Despite a recent slide, they provide a sound inflation hedge

Economists are uniform in praising Treasury Inflation-Protected Securities (TIPS), as one of the best safeguards against an overall rise in prices. Yet toward the end of August, with the annualized rise in the consumer price index (CPI) running around 3%, oil flirting with $50 a barrel, and Wall Street sounding repeated warnings about inflation pressures, the value of TIPS declined. Some inflation hedge, right?

Don't be misled by short-term fluctuations in the market. TIPS will, indeed, behave as they were intended to -- if you hold them until maturity. You're assured of a real, after-inflation return because the bond's principal is adjusted to reflect changes in the CPI. The inflation adjustment occurs semi-annually but uses the data available closest to the adjustment date. The current real fixed-interest rates are just 1.8% on a 10-year and 2.2% on a 30-year issue.

In the meantime, TIPS prices often bounce around as inflation expectations rise and fall -- and right now they're waning. Demand from professional bond traders is down, too. Real yields would have to go much higher -- say, near 3% -- to attract their interest, says Bulent Baygun, head of fixed-income strategy at Barclays Capital.
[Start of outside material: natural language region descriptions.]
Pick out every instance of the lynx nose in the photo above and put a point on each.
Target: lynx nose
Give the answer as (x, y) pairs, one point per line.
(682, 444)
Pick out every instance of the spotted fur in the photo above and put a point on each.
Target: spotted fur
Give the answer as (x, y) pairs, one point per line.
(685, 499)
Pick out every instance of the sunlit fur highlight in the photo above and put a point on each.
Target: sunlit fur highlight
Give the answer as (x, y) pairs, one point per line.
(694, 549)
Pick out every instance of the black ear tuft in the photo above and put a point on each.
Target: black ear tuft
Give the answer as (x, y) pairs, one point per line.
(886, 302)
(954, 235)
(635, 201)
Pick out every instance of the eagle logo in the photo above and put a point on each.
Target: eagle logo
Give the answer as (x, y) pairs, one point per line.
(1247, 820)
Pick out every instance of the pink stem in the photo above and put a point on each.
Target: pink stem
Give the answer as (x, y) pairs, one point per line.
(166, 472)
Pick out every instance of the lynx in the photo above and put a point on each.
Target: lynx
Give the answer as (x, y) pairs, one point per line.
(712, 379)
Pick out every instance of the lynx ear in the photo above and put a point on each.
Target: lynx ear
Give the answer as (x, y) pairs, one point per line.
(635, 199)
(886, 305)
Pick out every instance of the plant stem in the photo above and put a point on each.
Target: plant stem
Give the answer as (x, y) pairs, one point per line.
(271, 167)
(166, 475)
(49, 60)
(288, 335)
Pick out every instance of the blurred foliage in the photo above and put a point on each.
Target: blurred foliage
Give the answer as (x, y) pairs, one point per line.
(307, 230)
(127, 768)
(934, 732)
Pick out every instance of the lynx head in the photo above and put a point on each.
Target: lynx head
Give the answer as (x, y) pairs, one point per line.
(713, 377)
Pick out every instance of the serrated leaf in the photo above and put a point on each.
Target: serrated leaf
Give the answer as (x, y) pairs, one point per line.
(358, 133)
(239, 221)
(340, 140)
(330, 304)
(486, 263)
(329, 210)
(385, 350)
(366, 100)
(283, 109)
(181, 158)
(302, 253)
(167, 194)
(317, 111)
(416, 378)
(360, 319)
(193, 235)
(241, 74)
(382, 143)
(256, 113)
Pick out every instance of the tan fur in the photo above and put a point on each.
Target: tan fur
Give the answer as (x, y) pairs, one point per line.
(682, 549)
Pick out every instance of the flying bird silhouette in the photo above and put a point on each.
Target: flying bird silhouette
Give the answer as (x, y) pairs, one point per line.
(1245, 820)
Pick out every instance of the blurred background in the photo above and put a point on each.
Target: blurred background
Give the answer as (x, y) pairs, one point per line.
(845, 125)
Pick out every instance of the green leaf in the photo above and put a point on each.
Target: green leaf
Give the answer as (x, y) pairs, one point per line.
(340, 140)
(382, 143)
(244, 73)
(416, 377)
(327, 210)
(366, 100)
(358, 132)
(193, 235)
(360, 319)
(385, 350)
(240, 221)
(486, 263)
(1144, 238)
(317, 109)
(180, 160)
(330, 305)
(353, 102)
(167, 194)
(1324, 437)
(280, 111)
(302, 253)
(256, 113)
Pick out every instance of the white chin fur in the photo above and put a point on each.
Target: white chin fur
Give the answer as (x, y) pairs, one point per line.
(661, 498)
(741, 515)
Even so, TIPS are having a good year, sporting a total return of 5.2% compared with 3.1% for the Lehman Brothers (LEH ) Aggregate Bond index and 2.1% for the Standard & Poor's 500-stock index.


If you can get past the short-term price wariness, TIPS are a compelling investment. For one thing, inflation-indexed bonds are increasingly perceived as a separate asset class because they don't follow the movement of other types of investments such as stocks and conventional bonds, says David Darst, chief investment strategist for Morgan Stanley's Individual Investor Group. In other words, TIPS add diversification to your portfolio. Over the past five years, they've had a negative correlation with the S&P 500 and the Lehman U.S. Aggregate Bond index. They're also about a third less volatile than traditional Treasury bonds of similar maturity. "TIPS certainly belong in most folks' retirement portfolios," says William Bernstein, author of the Intelligent Asset Allocator. "The return is not bad, and they provide a decent inflation hedge."
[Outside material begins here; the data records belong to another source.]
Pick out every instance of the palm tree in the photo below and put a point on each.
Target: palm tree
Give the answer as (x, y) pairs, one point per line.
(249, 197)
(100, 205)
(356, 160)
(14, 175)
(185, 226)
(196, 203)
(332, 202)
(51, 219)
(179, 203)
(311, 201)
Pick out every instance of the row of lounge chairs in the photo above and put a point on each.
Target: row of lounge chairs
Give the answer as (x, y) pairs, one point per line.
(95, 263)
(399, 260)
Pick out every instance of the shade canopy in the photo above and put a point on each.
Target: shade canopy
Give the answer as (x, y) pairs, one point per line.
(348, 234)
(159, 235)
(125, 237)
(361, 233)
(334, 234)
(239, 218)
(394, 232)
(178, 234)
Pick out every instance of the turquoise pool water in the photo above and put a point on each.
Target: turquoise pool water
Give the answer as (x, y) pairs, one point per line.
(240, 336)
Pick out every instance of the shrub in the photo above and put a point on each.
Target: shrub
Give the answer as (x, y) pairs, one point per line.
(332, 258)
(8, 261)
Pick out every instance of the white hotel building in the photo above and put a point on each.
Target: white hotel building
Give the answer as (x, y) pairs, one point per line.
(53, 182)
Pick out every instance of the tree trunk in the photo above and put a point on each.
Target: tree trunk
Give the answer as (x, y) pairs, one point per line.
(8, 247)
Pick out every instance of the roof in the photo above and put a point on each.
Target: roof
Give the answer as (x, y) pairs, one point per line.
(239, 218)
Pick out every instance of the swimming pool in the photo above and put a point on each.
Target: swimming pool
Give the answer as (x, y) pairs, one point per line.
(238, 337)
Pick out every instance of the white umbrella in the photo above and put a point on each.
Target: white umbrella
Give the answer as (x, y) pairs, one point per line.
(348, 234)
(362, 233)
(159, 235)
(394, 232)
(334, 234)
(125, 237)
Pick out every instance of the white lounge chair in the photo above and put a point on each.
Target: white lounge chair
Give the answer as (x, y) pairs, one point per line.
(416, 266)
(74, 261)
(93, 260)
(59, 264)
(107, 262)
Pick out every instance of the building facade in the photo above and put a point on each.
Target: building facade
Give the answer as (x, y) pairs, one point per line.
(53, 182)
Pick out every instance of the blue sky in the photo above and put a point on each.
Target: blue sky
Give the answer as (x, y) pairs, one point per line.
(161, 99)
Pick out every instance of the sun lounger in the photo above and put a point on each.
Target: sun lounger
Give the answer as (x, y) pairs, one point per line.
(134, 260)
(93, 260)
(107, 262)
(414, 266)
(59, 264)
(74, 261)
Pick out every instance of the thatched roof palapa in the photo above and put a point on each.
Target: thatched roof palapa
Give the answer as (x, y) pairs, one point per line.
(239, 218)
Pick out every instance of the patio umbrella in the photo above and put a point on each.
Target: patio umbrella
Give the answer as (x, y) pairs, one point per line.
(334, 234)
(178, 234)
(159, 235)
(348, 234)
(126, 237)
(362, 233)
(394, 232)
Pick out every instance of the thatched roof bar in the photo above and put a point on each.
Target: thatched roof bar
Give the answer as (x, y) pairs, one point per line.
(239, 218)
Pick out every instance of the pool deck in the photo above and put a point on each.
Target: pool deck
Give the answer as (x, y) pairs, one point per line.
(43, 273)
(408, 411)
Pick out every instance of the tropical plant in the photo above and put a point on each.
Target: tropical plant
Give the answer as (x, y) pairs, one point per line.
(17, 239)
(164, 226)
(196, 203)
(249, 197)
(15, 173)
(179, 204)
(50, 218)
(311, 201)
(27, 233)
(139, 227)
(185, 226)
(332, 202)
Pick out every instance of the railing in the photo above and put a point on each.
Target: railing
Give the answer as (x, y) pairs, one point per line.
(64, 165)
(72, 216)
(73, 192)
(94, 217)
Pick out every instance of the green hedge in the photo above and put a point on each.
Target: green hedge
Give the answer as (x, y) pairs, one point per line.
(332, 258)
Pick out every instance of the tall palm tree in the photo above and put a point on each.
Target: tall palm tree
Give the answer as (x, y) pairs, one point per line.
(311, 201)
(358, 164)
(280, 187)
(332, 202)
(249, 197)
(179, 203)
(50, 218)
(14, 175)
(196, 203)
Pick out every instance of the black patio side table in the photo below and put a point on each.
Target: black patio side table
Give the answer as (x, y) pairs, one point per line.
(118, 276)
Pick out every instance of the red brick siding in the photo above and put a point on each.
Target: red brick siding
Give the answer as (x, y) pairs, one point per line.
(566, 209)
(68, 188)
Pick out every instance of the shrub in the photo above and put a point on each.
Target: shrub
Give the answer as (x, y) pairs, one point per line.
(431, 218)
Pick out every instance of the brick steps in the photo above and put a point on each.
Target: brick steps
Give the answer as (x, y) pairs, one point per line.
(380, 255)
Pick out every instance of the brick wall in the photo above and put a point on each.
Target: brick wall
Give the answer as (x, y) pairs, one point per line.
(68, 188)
The inflation-linked market is also becoming increasingly liquid. The U.S. government started selling TIPS in 1997, and the market now exceeds $220 billion, according to Bridgewater Associates, an investment research firm. TIPS of various maturities are expected to make up about 16% of the Treasury market (excluding Treasury bills) by 2009, says Barclays' Baygun.

There are new entries to the inflation-indexed market: some $9 billion in corporate inflation-linked bonds. Most issuers are blue-chip borrowers such as Fannie Mae (FNM ), Sallie Mae (SLM ), and Morgan Stanley (MWD ). The corporate bonds are more sensitive than TIPS to short-term swings in the inflation rate since they pay interest monthly, based on the CPI for the trailing 12 months. Still, they aren't generating much enthusiasm from investors, mainly because they're paying on average a mere 0.5 of a percentage point more than comparable TIPS. "There haven't been many issuers, and the small amount of extra yield hasn't typically made up for the credit risk and the state income tax exemption on TIPS," says Ross Levin, president of Accredited Investors, a financial-planning firm in Minneapolis.

In the end, inflation-indexed securities backed by the U.S. government still rank among the safest long-term investments. So don't be fooled -- or worried -- by price fluctuations. If there is even a remote chance that inflation will stir, you should consider TIPS as a core holding.